As Amtrak trains increase their Wi-Fi capacities, The National content is being cached into each train so it’s always available for people to read onboard on their devices – in addition to the print product. They’re also working more closely with the Amtrak social media team to provide digital assets.
“For all our teams, it’s about commissioning content in a very holistic way for all the different channels,” says Keating, “For example, we’ll have an editorial team creating the print magazine, plus dedicated digital editors. We’ve also produced a lot of video in the last year, as well as video assets for the print story. It’s communicated in a very different way and may reach different customers at different parts of their journeys.”
The Enduring Power of Print in a Digital World
Yet, despite the ever-growing power of video and social, Keating and Heller believe there will always be a place for print in today’s digital world.

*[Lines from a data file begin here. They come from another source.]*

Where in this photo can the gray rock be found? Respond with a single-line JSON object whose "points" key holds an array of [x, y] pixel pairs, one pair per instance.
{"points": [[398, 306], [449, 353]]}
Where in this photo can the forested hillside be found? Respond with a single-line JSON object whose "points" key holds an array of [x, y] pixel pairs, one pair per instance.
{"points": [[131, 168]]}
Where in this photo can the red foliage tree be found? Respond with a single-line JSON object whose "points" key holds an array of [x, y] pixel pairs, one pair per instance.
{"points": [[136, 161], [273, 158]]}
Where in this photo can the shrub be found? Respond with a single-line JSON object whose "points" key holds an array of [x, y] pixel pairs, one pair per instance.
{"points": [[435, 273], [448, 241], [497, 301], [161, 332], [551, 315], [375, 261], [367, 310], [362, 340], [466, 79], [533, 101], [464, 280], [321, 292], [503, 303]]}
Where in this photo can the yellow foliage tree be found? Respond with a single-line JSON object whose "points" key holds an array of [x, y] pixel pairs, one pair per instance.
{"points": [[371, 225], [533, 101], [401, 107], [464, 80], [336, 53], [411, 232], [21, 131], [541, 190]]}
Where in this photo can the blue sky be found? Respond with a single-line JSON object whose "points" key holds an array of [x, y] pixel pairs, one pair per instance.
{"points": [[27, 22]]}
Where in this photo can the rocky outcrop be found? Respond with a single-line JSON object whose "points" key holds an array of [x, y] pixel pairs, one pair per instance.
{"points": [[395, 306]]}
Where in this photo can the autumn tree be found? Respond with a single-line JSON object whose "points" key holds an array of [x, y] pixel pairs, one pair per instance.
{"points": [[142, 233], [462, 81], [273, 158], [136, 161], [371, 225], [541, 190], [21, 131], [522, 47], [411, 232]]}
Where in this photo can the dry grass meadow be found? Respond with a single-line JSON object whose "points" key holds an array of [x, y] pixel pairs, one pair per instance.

“When people get onto a plane or train, there’s still this muscle memory where they’re used to unplugging and cracking open a physical book or newspaper,” says Heller. “I’m addicted to my phone, but I’ll get on a plane and that muscle memory kicks in. I’ll put my phone away and open a magazine that’s ink on paper.”
“It’s almost a treat to allow yourself to disconnect,” agrees Keating. “We’ve actually done a scientific test with a well-known university where we wired up people on a long flight. It found that people are in a different state of mind 32,000 feet in the air: a happier, more receptive state of mind. That’s exactly the time to recline the seat, have a glass of wine, open up that magazine, and want to engage in that longer story – rather than consuming shorter, snackable information on your phone.”
Heather Eng is NewsCred’s Executive Editor.